Ses yeux bleus-lagon s’embuèrent d’un coup, elle fit quelques pas pour s’éloigner, comme pour rester seule avec sa lettre.
Un remake de la veille, avec cinq témoins d’une scène, comme des badauds qui assistent à un accident de voiture, alors qu’ils n’ont rien demandés à personne. De quoi se sentir mal à l’aise, sans savoir trop quoi faire, intervenir ou faire comme si de rien n’était.
La jeune fille les sortit rapidement de ce dilemme pas forcément très marrant, pour les uns comme pour les autres. Elle revint assez vite, le bout de papier dans sa main. Elle avait retrouvé sa mine joyeuse, les yeux encore brillants, tellement clairs qu’on pouvait presque voir à travers.
- Alors ?
- T’inquiète, tout va bien.
- Tant mieux.
- C’est juste que…
- Quoi ?
- Et ben, Clément regrette mon départ, surtout la façon dont ça s’était passé.
- C’est vrai qu’on n’est un peu cassés comme des voleurs.

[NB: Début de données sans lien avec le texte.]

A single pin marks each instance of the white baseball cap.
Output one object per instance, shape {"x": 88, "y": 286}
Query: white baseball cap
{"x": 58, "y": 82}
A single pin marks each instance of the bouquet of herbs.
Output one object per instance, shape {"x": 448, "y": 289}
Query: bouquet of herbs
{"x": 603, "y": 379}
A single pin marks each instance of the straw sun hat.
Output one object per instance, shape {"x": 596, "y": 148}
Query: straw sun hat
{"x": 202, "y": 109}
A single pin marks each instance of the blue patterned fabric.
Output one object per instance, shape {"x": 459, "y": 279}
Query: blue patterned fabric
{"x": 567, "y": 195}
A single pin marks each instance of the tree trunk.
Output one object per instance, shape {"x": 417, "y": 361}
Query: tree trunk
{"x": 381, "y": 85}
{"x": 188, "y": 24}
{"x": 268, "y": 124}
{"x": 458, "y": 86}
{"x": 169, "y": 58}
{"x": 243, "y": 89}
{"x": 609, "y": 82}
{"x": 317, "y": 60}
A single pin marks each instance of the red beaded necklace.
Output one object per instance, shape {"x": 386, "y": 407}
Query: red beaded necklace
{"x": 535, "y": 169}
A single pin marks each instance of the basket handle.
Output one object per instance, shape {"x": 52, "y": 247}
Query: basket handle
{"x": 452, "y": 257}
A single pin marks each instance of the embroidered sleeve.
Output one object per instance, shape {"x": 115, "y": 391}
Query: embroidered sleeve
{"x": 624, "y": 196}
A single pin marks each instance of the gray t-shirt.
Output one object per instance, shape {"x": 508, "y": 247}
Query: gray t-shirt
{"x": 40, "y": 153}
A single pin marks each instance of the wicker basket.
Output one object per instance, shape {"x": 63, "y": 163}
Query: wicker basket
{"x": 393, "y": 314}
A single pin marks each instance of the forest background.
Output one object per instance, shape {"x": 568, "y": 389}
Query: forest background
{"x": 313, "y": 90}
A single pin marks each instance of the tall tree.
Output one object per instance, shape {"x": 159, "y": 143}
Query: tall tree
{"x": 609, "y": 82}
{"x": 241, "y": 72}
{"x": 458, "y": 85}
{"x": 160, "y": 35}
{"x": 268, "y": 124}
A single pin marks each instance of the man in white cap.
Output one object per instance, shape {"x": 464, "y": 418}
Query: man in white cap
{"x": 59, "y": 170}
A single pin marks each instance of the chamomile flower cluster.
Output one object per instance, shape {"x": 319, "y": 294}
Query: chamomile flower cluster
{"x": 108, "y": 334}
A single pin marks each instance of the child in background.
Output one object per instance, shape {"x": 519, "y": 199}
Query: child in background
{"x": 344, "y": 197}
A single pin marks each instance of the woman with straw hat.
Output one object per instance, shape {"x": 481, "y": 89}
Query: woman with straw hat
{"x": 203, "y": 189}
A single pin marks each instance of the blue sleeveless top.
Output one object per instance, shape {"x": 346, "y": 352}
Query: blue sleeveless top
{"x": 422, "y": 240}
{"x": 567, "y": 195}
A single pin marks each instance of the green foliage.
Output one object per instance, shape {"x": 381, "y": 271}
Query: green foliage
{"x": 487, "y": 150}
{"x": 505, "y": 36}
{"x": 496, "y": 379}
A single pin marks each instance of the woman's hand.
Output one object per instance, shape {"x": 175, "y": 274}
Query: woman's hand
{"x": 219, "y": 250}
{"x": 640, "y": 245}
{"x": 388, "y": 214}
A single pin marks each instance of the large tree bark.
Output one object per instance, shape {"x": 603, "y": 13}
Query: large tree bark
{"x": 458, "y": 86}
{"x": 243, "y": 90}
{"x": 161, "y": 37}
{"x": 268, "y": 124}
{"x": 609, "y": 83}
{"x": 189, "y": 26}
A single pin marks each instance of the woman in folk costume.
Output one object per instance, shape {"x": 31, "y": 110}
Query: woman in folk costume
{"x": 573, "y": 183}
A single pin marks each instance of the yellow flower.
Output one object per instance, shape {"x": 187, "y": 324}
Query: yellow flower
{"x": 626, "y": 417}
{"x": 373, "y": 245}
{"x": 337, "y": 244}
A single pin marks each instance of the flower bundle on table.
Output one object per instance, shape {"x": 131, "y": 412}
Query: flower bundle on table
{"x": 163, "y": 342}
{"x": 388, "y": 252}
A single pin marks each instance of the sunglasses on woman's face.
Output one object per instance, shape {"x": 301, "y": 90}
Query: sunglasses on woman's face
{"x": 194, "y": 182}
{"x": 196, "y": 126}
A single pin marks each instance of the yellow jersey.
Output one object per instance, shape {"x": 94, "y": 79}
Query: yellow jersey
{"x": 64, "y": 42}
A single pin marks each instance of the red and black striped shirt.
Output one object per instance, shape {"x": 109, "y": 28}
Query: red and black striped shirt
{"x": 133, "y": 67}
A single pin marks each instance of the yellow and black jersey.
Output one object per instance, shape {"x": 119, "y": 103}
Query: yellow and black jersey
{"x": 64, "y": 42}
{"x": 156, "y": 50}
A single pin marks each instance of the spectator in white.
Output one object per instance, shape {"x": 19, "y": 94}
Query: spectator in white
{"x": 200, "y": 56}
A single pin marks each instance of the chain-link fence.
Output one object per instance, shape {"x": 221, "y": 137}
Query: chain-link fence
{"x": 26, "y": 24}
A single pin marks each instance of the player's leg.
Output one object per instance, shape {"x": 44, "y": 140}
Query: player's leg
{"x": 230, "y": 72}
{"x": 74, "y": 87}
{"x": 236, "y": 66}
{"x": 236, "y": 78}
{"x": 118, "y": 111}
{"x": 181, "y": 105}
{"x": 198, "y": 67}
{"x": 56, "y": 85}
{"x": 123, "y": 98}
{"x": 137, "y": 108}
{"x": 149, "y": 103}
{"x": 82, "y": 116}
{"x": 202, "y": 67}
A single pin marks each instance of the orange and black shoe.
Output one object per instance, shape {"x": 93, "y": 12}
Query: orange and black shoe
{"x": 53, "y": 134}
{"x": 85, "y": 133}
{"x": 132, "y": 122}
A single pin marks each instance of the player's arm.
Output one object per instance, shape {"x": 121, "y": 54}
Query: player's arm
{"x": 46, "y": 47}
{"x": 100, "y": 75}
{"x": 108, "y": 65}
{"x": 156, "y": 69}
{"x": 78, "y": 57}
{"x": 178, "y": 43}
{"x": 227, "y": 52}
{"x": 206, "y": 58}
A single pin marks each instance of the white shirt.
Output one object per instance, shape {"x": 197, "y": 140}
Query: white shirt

- Non, pas vraiment, je l’avais prévenu.
- Et il l’a pris comment ?
- Rien d’intéressant, des mots, trop d’alcool…
- Des enguelades ?
- Non, c’est pas trop dans nos codes.
C’est la première fois qu’ils abordaient un sujet qui visiblement ne fâchait pas tant que ça. Et pourtant, Gilbert ne savait pas bien comment lui demander ce qu’elle comptait faire avec lui. Il aurait pu mettre ça tranquillement sur la table, mais il préféra se triturer les neurones en envisageant une stratégie détournée dont il avait le secret
Galzen coupa court à tout ça.
- It’s time to go !
Ils se remirent en route, direction le petit village de Langtang. La vallée était bien derrière eux, le sentier sillonnait maintenant le long d’un plateau avec tous ces sommets à portée de regard, les plus hauts qui soient, le toit du monde.
Difficile de faire plus grandiose pour un paysage de montagne.
Mine de rien, l’altimètre affichait 3000 mètres, ce qui dans des standards européens, était déjà de la haute montagne.
Ici il n’y avait pas de neiges éternelles, c’est comme s’ils faisaient une randonnée sur un GR des Alpes ou d’ailleurs.
Malgré sa nuit peu réparatrice, il se trouvait en cannes, bien plus que durant la matinée. Isabelle restait toujours aussi facile, laissant paraître une grâce et une légèreté proche de celles d’un bouquetin virevoltant dans les contreforts du Vercors.
Elle accéléra d’un coup, et rattrapa sans aucun effort le guide qui ouvrait la route. Elle resta quelques minutes à ses côtés, et lui parla sans ralentir la marche ni donner aucun signe d’essoufflement. Gilbert en profita pour se préparer à aborder le sujet de leur relation quand elle reviendrait.
Elle stoppa et se retrouva avec lui.
Il n’eut pas le temps d’ouvrir la bouche.
- J’ai parlé avec Galzen.
- De quoi ?
- De Clément.
- ?
- On doit rester trois jours à cette altitude pour nous y acclimater progressivement.
- Oui, je suis au courant.
- Normalement, dès ce soir on risque d’avoir mal au crâne et des nausées.
- Les joies de l’hypoxie…
- Remarque, toi, tu as commencé dès hier soir !
Ils rirent tous les deux de cette connerie.
- Le gars est reparti vif comme l’éclair avec un ptit message pour Clément.
- Un petit mot d’amour ?
- Oui, mais surtout qu’on peut l’attendre dans le coin, ce qui lui laissera le temps de nous rejoindre, et de grimper ici comme un cabri.
- Du coup, il ne pourra pas enchaîner sur le Yala ?
- Non ça serait risqué pour ses petits poumons ou son cerveau malade, même si j’espère qu’on en restera au mal des montagnes.
- Ca veut dire qu’on passera trois jours de plus dans ce charmant petit village…
- Non, écoute on verra, à priori on change rien au programme.
- Et merci !
- Merci ?
- Pour ces futures nuits d’amour dans la tente avec mon camarade népalais.
- Si tu veux, tu pourras dormir avec nous…
L’ours des collines wallonnes était de retour, et en plus avec des perspectives libertines. Là-encore, ce fut l’occasion de rigoler un bon coup, et de reléguer la discussion qu’ils auraient pu avoir au rang de chose inutile. Au plus un souvenir ambigu. Juste en rire, parfois, le non-dit était suffisant.